AMD
abandoned the IA a long time ago; for the better. They experimented a lot over the years and across products, regarding the primitive pipeline. It might not be so visible on the public surface.
I would say this is a fairly good proto-concept for mesh shaders:
https://patents.google.com/patent/US20140362081A1/en
Basically in that iteration there's a large degree of freedom possible in the span from "fetch shader" to "compute vertex front" to "vertex shader", where the purpose of each conceptual stage is already overlapping. I tend to think of "Primitive Shaders" as a cleanup of the inevitable mess from the experimentation, a consolidation into a cleaner more unified hardware concept. Amplification isn't embedded into these as a first class citizen yet, but if you got no IA, you can do whatever you want through the draw parameters and just treat the whole thing as a procedural generation problem. You can see Amplification being realizable in terms of instancing.
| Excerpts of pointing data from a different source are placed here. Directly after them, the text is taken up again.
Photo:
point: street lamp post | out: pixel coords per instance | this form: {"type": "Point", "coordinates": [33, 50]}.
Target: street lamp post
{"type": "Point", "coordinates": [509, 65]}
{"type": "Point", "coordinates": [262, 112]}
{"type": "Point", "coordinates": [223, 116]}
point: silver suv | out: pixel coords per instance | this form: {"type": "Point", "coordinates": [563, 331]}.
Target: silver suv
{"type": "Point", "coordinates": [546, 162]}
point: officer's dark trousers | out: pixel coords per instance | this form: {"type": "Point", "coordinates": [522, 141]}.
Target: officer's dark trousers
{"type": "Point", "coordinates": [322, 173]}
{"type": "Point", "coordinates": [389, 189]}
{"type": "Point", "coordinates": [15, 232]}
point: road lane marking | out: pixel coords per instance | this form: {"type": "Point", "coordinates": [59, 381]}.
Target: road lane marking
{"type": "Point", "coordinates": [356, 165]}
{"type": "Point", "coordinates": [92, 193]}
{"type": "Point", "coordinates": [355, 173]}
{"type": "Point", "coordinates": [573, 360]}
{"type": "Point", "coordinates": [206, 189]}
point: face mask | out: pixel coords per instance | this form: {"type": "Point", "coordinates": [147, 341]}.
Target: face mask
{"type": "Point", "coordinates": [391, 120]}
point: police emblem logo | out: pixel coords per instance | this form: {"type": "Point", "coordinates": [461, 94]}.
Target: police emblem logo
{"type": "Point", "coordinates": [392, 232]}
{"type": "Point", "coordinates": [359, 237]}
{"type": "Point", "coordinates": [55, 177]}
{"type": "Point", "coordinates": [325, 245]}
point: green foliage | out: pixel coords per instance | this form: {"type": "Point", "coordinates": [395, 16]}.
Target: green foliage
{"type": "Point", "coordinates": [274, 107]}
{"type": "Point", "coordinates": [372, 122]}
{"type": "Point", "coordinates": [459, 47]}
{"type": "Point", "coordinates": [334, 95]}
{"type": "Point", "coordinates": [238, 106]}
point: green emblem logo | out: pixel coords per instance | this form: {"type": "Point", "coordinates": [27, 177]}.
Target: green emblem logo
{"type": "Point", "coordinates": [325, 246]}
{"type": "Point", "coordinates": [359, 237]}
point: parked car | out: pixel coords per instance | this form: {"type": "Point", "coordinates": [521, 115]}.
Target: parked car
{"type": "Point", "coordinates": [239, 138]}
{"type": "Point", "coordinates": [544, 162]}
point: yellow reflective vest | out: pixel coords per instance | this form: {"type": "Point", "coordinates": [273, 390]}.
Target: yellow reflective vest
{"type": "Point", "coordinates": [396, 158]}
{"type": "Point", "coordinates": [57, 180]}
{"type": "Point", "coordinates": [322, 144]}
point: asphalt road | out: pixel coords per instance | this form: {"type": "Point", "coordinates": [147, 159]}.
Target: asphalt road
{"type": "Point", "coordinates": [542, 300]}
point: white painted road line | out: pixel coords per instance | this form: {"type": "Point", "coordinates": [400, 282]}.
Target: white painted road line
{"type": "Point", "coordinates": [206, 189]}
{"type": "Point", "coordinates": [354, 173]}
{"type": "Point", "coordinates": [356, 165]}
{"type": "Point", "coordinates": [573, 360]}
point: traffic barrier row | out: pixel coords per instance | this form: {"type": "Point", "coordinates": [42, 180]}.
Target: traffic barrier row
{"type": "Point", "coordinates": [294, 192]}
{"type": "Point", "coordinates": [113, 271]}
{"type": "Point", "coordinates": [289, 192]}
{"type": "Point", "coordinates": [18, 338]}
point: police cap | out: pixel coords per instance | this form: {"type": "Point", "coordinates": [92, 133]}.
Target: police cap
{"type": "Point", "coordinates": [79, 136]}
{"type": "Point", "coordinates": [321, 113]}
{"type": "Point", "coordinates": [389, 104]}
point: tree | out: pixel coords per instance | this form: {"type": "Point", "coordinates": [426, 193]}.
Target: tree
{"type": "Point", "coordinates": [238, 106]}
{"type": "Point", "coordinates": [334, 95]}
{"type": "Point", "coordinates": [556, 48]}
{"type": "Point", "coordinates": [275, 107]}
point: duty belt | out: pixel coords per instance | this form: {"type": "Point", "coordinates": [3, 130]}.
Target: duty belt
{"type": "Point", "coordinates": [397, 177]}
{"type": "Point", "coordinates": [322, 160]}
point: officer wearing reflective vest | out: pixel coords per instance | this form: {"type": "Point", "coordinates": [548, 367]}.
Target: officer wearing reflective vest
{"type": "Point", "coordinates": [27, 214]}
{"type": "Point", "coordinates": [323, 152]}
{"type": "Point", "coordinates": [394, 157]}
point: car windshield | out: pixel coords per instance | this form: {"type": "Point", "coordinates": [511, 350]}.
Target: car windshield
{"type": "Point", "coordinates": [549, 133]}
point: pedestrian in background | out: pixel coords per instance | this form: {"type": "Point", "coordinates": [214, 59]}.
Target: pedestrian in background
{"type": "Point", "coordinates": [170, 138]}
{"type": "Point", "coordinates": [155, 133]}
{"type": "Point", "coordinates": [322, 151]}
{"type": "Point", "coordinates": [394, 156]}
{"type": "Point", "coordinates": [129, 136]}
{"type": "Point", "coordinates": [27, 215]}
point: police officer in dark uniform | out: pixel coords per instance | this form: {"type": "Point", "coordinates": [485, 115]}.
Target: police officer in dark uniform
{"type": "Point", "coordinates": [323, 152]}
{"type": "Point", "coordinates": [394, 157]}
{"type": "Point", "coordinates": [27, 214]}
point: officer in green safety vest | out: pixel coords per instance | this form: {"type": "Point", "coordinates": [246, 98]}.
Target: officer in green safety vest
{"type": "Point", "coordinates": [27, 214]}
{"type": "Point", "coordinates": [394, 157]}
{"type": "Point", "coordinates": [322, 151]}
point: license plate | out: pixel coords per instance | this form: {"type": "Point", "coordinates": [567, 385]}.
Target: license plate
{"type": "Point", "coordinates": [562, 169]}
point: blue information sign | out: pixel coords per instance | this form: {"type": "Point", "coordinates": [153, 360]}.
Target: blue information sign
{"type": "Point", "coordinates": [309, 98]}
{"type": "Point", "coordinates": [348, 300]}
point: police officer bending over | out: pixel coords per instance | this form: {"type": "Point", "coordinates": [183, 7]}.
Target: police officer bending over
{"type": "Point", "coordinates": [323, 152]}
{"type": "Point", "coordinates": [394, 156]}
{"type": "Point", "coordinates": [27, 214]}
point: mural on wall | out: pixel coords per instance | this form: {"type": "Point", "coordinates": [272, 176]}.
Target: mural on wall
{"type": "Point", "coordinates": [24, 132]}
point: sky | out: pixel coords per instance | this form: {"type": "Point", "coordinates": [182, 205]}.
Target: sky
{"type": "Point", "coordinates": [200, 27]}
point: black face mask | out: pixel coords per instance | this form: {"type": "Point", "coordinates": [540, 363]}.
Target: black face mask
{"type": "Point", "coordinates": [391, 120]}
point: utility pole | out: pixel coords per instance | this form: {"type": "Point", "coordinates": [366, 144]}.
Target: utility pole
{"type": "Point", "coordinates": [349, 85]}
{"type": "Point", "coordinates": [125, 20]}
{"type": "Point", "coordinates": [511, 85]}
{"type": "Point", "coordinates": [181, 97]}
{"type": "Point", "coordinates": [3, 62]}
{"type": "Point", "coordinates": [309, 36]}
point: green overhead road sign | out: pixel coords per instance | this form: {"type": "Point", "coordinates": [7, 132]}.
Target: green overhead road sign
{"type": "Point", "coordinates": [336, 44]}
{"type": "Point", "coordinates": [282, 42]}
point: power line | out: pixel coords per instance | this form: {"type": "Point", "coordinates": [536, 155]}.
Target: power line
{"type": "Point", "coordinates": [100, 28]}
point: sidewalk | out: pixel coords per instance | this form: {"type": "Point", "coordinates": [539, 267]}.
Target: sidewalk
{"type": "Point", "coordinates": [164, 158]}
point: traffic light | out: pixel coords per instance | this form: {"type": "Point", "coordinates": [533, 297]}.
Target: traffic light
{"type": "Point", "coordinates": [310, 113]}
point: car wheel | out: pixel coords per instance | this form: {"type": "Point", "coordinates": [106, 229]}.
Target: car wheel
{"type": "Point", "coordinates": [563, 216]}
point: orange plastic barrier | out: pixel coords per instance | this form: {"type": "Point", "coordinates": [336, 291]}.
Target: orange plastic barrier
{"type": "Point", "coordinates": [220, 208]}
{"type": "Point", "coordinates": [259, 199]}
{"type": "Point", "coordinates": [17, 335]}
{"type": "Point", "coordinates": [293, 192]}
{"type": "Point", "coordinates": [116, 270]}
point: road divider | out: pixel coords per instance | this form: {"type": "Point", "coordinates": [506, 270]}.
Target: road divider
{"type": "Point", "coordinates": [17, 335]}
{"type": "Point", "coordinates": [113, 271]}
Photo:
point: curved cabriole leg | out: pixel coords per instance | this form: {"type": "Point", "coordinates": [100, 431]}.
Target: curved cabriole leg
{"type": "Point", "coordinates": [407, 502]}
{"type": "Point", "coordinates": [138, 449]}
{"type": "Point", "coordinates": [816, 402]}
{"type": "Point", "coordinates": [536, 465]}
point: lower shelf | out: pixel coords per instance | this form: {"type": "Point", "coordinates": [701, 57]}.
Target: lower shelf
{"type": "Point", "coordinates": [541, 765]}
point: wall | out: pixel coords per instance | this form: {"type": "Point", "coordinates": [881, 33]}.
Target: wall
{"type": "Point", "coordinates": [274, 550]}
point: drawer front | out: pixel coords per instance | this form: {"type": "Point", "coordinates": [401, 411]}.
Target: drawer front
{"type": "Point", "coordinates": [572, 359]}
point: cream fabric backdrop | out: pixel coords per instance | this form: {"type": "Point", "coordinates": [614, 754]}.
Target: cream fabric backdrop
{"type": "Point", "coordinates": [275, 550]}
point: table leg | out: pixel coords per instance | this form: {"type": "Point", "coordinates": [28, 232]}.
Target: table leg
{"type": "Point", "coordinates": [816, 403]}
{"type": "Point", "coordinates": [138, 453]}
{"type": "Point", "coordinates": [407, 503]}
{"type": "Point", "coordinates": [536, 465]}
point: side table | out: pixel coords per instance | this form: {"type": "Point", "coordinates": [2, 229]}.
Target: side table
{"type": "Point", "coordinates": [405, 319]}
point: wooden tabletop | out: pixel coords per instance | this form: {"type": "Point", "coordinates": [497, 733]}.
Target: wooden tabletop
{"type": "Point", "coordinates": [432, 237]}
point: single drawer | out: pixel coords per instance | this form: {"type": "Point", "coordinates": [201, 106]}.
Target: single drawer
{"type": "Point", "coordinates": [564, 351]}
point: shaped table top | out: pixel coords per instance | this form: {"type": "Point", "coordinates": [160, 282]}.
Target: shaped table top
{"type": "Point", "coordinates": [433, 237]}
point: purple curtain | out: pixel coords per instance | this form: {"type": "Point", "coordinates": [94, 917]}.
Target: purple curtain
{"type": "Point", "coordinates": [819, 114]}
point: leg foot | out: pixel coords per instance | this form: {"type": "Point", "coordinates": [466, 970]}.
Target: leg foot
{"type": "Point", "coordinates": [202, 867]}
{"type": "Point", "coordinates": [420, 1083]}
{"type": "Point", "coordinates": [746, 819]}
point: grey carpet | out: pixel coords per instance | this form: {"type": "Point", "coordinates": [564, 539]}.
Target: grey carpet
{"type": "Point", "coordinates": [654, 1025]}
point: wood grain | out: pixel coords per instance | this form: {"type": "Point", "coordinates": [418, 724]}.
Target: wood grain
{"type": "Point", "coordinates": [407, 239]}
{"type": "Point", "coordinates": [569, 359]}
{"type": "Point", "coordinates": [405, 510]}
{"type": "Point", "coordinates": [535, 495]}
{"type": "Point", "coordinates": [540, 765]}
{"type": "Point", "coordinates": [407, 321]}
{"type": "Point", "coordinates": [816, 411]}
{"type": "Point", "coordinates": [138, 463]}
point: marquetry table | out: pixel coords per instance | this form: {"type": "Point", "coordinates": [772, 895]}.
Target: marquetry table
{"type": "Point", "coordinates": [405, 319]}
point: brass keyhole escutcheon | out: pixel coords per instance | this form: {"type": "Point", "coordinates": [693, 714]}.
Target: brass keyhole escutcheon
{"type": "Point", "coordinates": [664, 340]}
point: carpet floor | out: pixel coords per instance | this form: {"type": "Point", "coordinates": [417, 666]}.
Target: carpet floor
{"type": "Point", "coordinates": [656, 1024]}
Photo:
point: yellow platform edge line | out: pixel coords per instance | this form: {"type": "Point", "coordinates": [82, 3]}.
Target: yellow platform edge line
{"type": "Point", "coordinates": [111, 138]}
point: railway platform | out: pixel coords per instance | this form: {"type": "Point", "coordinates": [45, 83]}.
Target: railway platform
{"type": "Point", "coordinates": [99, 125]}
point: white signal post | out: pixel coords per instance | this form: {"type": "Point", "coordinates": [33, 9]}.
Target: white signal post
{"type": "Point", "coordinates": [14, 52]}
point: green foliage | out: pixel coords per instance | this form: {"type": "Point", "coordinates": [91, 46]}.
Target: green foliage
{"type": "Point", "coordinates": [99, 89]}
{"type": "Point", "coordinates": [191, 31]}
It's very interesting how this loops back to the
DX9 tesselation add-on, where the amplification basically happened [conceptually] inside the IA, and the vertex shader got fed with barycentrics. Amazing flexibility. When looking at the AMD ISA, I feel the hardware can implement a large amount of different abstract rasterization pipeline models, without much of a problem.
I think this whole history and evolution of the primitive front-end would be a very nice article for Beyond3D.